Prime minister Theresa May said she would ask the Department of Transport to consider introducing a graduated driver licensing (GDL) scheme.
Mrs May was responding to a request in the House of Commons from Darlington’s Labour MP Jenny Chapman, who said that one in four young drivers are involved in an accident, and that they were involved in 400 deaths or serious injuries each year.
The Prime Minister replied: “I will certainly look at the request that she has raised and I will also ask the Department for Transport to look at this as an issue. As she says, there are too many people who suffer loss and tragedy at the hands of learner drivers in these circumstances.”

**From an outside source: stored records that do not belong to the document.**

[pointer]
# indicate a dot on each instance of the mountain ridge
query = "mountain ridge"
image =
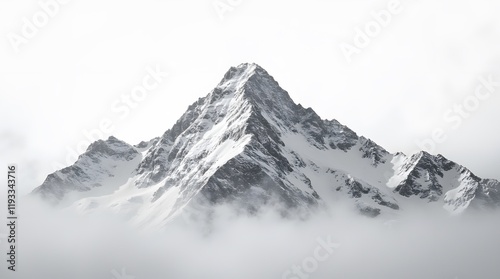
(248, 142)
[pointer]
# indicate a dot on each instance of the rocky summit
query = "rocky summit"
(247, 143)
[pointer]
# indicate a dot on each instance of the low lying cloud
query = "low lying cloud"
(340, 244)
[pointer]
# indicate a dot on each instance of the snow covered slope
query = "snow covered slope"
(247, 143)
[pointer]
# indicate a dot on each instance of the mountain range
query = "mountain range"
(248, 144)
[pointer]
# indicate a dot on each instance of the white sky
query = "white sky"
(429, 57)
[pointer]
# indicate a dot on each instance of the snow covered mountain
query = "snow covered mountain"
(247, 143)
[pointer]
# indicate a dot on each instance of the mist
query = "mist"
(335, 244)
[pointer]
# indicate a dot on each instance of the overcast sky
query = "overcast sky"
(421, 69)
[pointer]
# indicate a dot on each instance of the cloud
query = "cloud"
(419, 245)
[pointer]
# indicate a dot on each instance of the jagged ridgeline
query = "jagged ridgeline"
(247, 143)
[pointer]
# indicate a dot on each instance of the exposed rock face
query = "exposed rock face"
(248, 143)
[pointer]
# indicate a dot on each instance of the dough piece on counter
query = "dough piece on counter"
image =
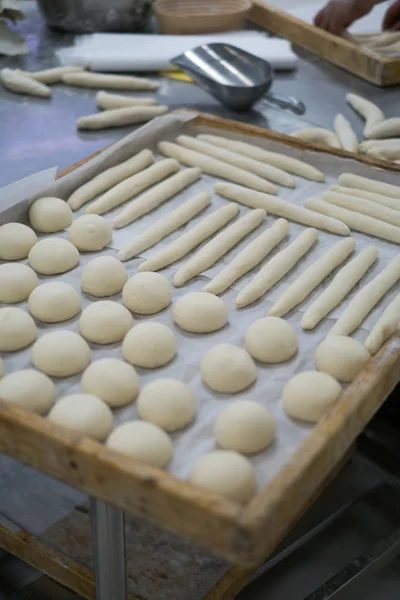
(276, 268)
(226, 473)
(216, 168)
(167, 403)
(310, 279)
(365, 300)
(228, 369)
(341, 285)
(164, 226)
(280, 208)
(192, 238)
(209, 254)
(385, 326)
(16, 240)
(16, 282)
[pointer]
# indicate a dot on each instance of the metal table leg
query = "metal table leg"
(108, 527)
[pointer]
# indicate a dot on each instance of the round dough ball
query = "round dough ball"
(200, 312)
(54, 302)
(168, 403)
(149, 345)
(147, 293)
(105, 322)
(84, 413)
(17, 329)
(52, 256)
(112, 380)
(271, 340)
(226, 473)
(307, 396)
(245, 426)
(342, 357)
(16, 240)
(16, 282)
(90, 233)
(30, 389)
(144, 441)
(228, 369)
(49, 215)
(61, 353)
(103, 276)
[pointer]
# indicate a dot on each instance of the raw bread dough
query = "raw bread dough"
(309, 395)
(16, 240)
(112, 380)
(105, 322)
(271, 340)
(30, 389)
(226, 473)
(276, 268)
(83, 413)
(342, 357)
(147, 293)
(52, 256)
(168, 403)
(209, 254)
(16, 282)
(103, 276)
(61, 353)
(144, 441)
(199, 312)
(17, 329)
(228, 369)
(150, 345)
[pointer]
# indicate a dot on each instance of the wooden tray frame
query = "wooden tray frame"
(245, 535)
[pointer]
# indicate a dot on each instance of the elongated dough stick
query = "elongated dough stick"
(385, 326)
(192, 238)
(110, 177)
(204, 258)
(279, 208)
(365, 300)
(286, 163)
(163, 227)
(132, 186)
(215, 167)
(253, 166)
(312, 277)
(156, 196)
(248, 258)
(276, 268)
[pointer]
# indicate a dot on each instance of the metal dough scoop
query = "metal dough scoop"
(236, 78)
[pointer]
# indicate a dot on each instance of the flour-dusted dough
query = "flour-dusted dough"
(150, 345)
(340, 286)
(226, 473)
(280, 208)
(276, 268)
(112, 380)
(61, 353)
(16, 282)
(310, 279)
(52, 256)
(147, 293)
(54, 302)
(199, 312)
(228, 369)
(309, 395)
(16, 240)
(271, 340)
(168, 403)
(144, 441)
(83, 413)
(209, 254)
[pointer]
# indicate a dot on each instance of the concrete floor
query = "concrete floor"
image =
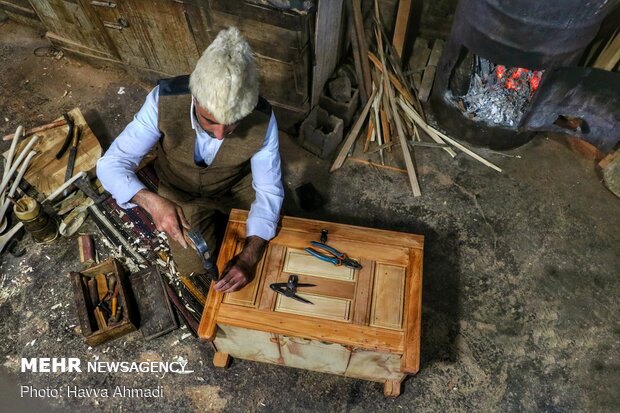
(521, 275)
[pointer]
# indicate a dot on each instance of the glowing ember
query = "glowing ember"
(498, 94)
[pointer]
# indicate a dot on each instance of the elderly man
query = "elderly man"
(217, 148)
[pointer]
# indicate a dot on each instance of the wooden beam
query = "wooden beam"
(609, 57)
(400, 29)
(355, 130)
(327, 40)
(362, 43)
(377, 165)
(399, 86)
(429, 73)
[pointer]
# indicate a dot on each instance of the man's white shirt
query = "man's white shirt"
(116, 168)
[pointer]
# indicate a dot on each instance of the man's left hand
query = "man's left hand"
(240, 270)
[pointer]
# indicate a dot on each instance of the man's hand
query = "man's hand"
(240, 270)
(167, 216)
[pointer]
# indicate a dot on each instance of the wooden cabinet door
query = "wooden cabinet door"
(72, 23)
(150, 34)
(376, 308)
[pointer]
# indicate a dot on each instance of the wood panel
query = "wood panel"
(298, 261)
(328, 308)
(46, 173)
(280, 41)
(248, 344)
(341, 231)
(387, 296)
(248, 295)
(271, 271)
(314, 355)
(327, 40)
(410, 362)
(74, 20)
(151, 34)
(208, 328)
(265, 39)
(283, 18)
(312, 328)
(323, 286)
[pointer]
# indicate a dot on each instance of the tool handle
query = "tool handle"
(327, 248)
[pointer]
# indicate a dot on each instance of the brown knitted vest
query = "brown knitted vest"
(175, 151)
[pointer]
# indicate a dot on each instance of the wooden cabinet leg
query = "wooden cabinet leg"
(221, 359)
(392, 388)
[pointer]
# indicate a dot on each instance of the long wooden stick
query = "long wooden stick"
(357, 58)
(432, 131)
(55, 124)
(355, 130)
(387, 87)
(402, 22)
(371, 128)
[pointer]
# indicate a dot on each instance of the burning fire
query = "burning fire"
(516, 78)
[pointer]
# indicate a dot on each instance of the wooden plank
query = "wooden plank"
(363, 291)
(370, 365)
(325, 308)
(273, 268)
(16, 8)
(413, 179)
(248, 344)
(55, 124)
(418, 61)
(357, 57)
(323, 286)
(46, 173)
(350, 139)
(377, 165)
(429, 73)
(402, 23)
(394, 254)
(410, 362)
(370, 338)
(378, 237)
(387, 296)
(265, 14)
(208, 328)
(314, 355)
(327, 41)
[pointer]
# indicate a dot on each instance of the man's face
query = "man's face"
(209, 124)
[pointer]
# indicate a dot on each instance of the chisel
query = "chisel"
(72, 153)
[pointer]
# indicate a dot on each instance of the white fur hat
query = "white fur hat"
(225, 81)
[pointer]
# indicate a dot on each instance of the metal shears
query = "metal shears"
(336, 257)
(289, 289)
(202, 249)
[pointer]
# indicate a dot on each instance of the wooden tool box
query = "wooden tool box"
(95, 331)
(362, 323)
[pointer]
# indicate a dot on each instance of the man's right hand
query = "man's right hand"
(167, 216)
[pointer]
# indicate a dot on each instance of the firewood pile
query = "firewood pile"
(392, 118)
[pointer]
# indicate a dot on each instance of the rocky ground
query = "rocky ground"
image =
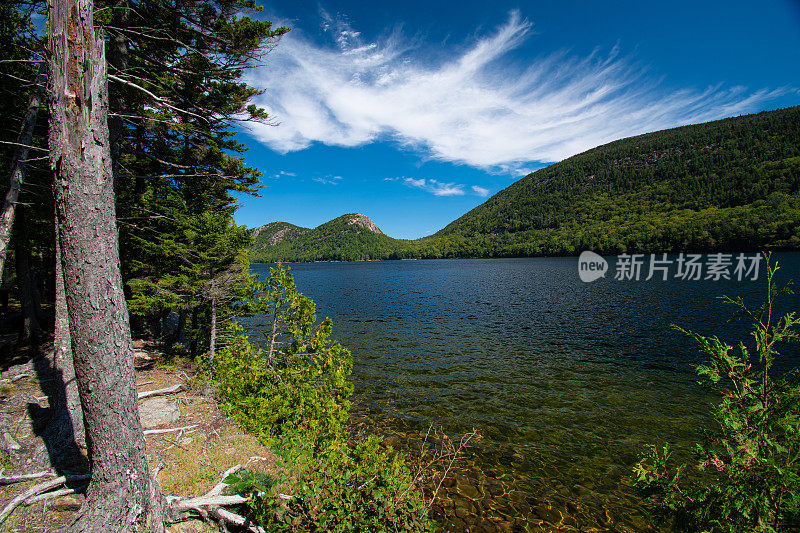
(201, 445)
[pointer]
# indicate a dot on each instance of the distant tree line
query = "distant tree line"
(727, 185)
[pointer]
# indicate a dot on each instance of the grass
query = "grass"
(193, 468)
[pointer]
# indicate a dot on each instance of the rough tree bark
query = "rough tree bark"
(120, 496)
(212, 342)
(18, 165)
(67, 424)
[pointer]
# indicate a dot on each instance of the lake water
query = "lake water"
(566, 381)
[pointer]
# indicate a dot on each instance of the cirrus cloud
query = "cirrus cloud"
(474, 107)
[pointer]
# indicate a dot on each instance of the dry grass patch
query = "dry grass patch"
(195, 466)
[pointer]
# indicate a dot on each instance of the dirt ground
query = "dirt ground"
(191, 459)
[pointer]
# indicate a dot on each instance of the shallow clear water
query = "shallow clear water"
(566, 381)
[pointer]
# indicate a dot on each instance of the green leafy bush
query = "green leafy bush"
(342, 488)
(294, 394)
(747, 475)
(299, 386)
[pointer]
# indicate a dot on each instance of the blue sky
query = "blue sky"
(415, 112)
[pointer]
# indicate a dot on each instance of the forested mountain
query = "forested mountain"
(350, 237)
(731, 184)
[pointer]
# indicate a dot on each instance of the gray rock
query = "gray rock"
(157, 412)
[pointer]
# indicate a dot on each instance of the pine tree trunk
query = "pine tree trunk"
(120, 496)
(18, 166)
(69, 404)
(30, 330)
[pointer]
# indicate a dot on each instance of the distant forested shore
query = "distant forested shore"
(727, 185)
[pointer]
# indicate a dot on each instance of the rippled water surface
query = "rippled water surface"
(567, 381)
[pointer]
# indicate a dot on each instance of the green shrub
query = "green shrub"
(747, 475)
(342, 489)
(294, 395)
(299, 387)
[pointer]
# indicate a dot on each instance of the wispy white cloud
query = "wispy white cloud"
(434, 187)
(283, 173)
(328, 180)
(480, 191)
(475, 107)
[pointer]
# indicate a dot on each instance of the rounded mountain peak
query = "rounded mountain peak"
(356, 219)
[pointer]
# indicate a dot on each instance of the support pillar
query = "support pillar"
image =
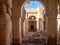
(52, 22)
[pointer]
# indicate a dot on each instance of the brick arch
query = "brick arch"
(25, 1)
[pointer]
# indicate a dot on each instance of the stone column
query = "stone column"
(52, 22)
(59, 8)
(15, 22)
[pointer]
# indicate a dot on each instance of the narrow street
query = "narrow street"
(35, 38)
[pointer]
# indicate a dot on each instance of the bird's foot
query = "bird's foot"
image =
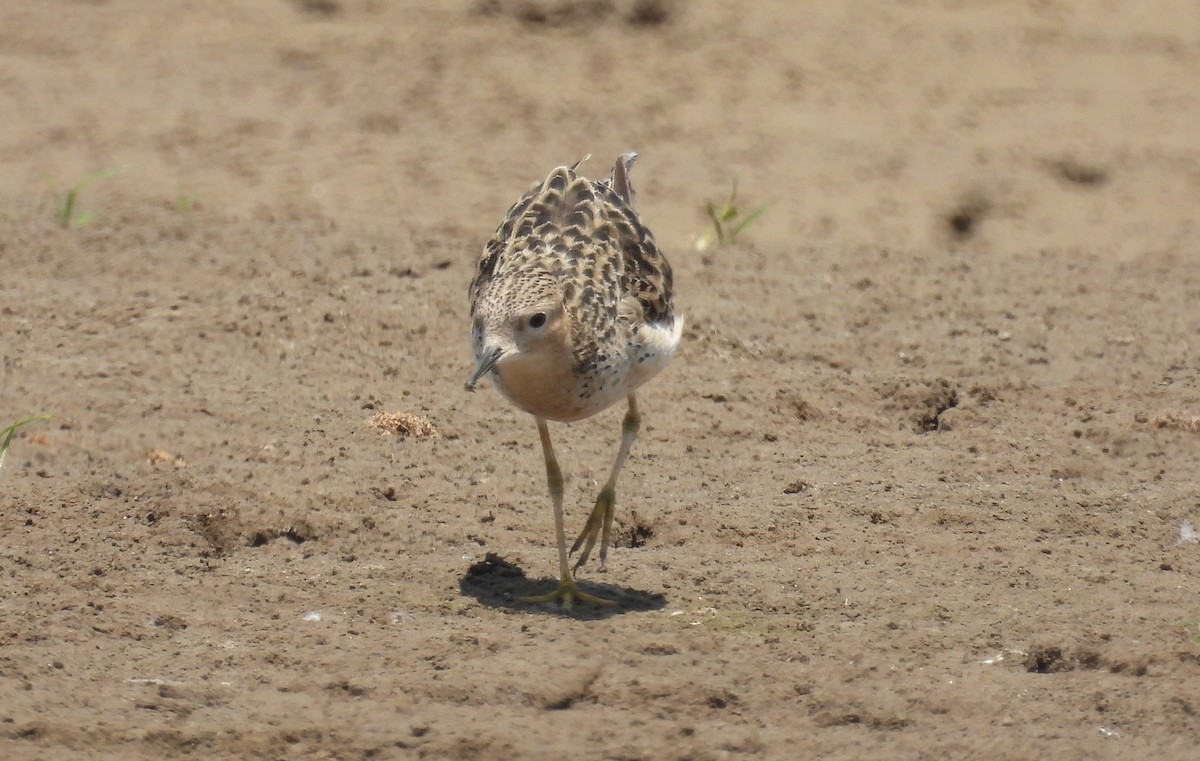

A graduated licensing scheme is designed to let new drivers built up their skills and experience in structured stages, rather than simply go from unqualified to fully qualified in one go. A similar scheme is already in place in Northern Ireland, as well as in New Zealand, Australia and in many parts of the USA. Countries adopting such schemes have reported a reduction in young driver casualties.
Brake’s director of campaigns, Joshua Harris, said: “Ensuring that novice drivers have the skills and experience to drive safely on all types of roads, and in all scenarios, is an urgent priority. Our current licensing system is not fit for purpose and throws newly-qualified drivers in at the deep-end, at great risk to themselves and others. “We are encouraged that the Government will look into the issue of graduated driver licensing, however, this process must result in positive change. Young and novice drivers are involved in a disproportionate number of road crashes and the introduction of a comprehensive graduated driver licensing system is critical to reverse this trend.”
Pete Williams is road safety spokeman for the RAC, which has also been calling for such a scheme. He welcomed the news, and pointed out that it could have a positive impact on insurance premiums as well as increasing safety. “This is a very positive step towards preventing the loss of young lives on our roads,” he said. “The RAC’s Report on Motoring showed that 35% of young drivers felt the standard driving test does not cover all the skills required to cope with the demands of driving today, so clearly we should be exploring how to improve the learning experience.”